Make that figuratively dry — we've had our share of rain lately. But for folks like me, who live and breathe serious music, the precipitous drop in local artistic events right after Spoleto is something of a manic-depressive episode. One day, I'm drowning in it and the next — nada. At first, I'm almost relieved, but then I get to missing all that heady, happy hubbub of trying to take in more world-class music than one pair of ears (or feet) can begin to keep up with. And then we become a musical ghost town: the Symphony disbands for the summer, and the stable of trusty music students from the college who perform in my Sunday concert series at Millennium leave town, scattering to various other festivals, music camps, or assorted foreign gigs, leaving me bereft of my live classical fixes for a couple of months. Sure, I still get to sing some good stuff in church on Sundays, but all I have left otherwise are NPR, the record store's stock, and my personal 5,000-CD classical collection.
Occasionally, something pops up to enliven my artistic ennui and give me the strength to hang on 'til September and a new season. This summer, my salvation was the late-June return visit (after nearly two years away) of Wayne Foster, perhaps the finest organ (and harpsichord) virtuoso to ever live and work in Charleston. He spent quite a spell first as artist-in-residence and then as organist/director of music at First (Scots) Presbyterian Church. To boot, he was Charleston's most ecumenical organist, serving as music director at Temple Beth Elohim Synagogue.
For a while, he appeared to be settling into Charleston for the long haul, working his way ever-deeper into local musical life. He founded the Orchestra of St. Clair, one of Charleston's first ensembles to specialize in music of the Baroque era. And for two precious years, he played harpsichord with the Windhover Ensemble, our pioneering (and short-lived) original-instruments chamber ensemble. We should've known we'd never keep him.
All along, he remained a touring concert organist, bolstering his international reputation (they love him in France) as one of the finest organists of his generation. So when the First Congregational Church of Los Angeles — home to one of the world's largest pipe organs — came calling, Wayne made the agonized decision to accept what's got to be one of America's handful of top organ posts. We've missed him fiercely ever since.
His recital on June 28 — on First Scots' fabulous instrument — was a blessed event, reminding the lucky (and jam-packed) congregation of its recent glory days when he played there every Sunday.

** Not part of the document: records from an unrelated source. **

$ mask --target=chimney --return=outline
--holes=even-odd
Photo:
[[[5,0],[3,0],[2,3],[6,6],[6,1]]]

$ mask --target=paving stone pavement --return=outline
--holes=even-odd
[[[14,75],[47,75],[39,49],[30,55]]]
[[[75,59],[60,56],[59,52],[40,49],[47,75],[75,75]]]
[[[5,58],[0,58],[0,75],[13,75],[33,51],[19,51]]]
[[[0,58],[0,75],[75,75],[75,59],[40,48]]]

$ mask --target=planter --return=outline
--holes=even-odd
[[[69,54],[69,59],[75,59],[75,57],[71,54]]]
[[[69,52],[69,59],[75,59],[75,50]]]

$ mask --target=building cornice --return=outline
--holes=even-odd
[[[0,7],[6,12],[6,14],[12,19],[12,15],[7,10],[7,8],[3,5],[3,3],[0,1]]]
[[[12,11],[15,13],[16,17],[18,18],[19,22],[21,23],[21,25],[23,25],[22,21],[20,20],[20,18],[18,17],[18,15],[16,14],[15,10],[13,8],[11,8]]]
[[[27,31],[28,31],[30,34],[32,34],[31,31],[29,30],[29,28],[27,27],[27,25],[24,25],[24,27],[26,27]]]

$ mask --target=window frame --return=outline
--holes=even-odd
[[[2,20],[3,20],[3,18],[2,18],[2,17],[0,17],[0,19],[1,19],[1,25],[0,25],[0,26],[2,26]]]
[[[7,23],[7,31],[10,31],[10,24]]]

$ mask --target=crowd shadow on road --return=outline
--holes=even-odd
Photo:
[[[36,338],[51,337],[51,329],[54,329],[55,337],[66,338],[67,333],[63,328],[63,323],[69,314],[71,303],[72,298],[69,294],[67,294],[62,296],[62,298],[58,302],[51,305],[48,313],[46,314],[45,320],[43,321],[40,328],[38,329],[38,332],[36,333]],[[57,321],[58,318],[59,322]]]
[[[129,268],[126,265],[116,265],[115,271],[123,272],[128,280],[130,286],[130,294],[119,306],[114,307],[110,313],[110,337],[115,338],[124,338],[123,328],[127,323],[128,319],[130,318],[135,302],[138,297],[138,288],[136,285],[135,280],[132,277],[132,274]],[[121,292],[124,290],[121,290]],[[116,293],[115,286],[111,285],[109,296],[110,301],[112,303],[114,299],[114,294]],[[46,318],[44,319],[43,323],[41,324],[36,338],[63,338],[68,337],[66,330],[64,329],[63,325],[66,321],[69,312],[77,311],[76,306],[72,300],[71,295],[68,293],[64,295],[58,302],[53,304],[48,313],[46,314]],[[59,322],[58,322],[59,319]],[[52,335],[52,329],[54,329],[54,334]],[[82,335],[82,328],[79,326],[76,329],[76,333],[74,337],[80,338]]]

Nobody I've ever heard plays the organ — often a mushy-sounding instrument — with Wayne's level of clarity, precision, and dynamic subtlety. We got items from modern masters like Robert Stern, Bruce Neswick, and Brian Sawyers, on top of more traditional masterpieces from Dietrich Buxtehude (one of Bach's major inspirations) and French organ "symphonist" Alexandre Guilmant.
It was great to hear him and talk to him afterwards. His glorious playing did much to keep me going until our imminent regular season commences in the coming weeks, and I'm again able to satisfy my pernicious addiction to great music on a regular basis. It won't be long now.